Le grand soir venait d’arriver. L’Opéra de Zenfei brillait de mille feux pour la première de la nouvelle représentation. Une foule s’amoncelait devant l’entrée de l’édifice. Draggar avait l’air de revivre les joies du passé. Glisa tenait la billetterie. Elle se trouvait secondée par les grands-parents de Seth pour vérifier la dénomination sur les tickets de la prévente.

Whckl se chargeait de la sécurité et essayait de maintenir toute cette cohue. Visiblement, il n’y aurait pas assez de place pour tout le monde.

— Impressionnant ! La salle est déjà presque remplie, commenta Baryton.

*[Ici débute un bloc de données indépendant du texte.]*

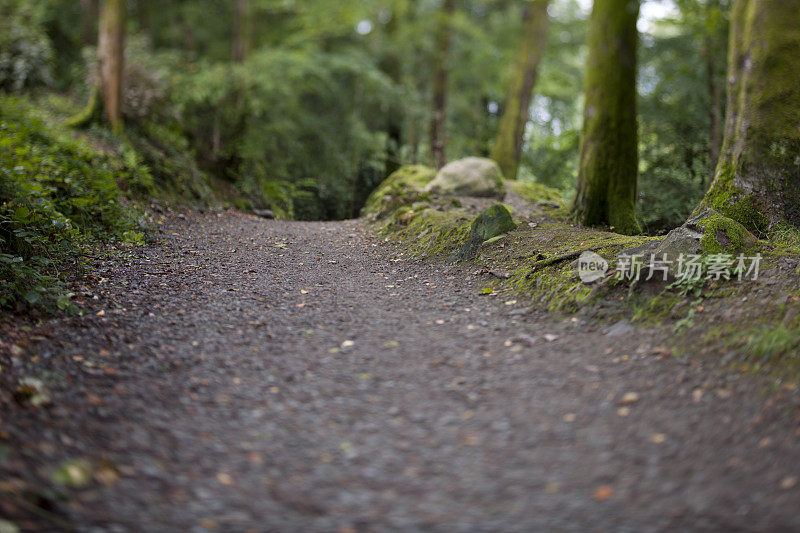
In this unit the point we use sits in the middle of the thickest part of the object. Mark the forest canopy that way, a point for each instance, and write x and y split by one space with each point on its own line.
305 107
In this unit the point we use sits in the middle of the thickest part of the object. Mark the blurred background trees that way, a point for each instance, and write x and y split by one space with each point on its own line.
304 107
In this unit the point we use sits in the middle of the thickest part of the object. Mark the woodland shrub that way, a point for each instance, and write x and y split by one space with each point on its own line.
59 195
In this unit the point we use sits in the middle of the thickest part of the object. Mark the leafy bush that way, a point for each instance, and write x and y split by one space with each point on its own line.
26 54
58 195
289 128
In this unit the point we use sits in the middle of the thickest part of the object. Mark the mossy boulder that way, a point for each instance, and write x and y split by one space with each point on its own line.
403 187
707 232
491 223
472 176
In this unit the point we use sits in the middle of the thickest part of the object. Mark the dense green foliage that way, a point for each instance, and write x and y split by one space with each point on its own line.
58 196
330 97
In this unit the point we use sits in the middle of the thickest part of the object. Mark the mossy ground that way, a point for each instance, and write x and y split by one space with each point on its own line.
751 324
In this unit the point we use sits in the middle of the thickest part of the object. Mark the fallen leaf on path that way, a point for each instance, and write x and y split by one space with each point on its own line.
629 398
8 527
74 473
603 493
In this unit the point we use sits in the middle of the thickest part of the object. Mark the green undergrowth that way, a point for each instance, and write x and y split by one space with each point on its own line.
536 192
59 197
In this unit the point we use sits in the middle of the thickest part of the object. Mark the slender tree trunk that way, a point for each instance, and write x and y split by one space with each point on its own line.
392 65
715 106
757 179
241 31
111 55
89 12
608 170
440 73
508 145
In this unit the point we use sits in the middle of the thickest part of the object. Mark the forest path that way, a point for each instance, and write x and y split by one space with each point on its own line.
285 376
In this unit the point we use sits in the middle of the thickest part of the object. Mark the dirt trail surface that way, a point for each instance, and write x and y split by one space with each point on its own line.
251 375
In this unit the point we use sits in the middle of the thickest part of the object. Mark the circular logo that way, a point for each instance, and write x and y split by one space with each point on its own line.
591 267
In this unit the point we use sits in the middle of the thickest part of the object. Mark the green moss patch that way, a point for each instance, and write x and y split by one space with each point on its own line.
724 235
404 187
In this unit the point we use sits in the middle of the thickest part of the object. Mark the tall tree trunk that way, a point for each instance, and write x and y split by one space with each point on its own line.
715 106
89 13
111 55
241 31
440 72
757 179
392 65
508 145
608 169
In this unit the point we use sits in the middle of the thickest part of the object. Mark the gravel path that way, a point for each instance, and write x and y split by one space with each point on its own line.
283 376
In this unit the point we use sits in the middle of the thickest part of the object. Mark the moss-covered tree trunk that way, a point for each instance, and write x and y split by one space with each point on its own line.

Comment te sens-tu ?

— Je dois avouer que je suis excité, répondit Seysus.

— Tant mieux ! J’y vais, amuse-toi sur scène, lança-t-il en partant.

Baryton vérifiait les moindres détails. Il ne voulait rien laisser au hasard.

— Votre nom, monsieur s’il vous plaît ? demanda Glisa.

— Zavilric, je vous prie.

Soudainement, une brutale explosion retentit. Les gens sortirent en trombe de l’Opéra tandis que ceux qui se trouvaient déjà dehors se tournaient vers le ciel pour observer des illuminations tel un feu d’artifice. Que s’était-il passé ? La foule céda à la panique à la vue d’une immense déflagration dont émanaient cinq sphères rayonnantes.

— Ils sont de retour, commenta Eldwarc.

La représentation commença et la foule se dissipa. Le soleil se couchait paisiblement sur la majestueuse île de Brâak.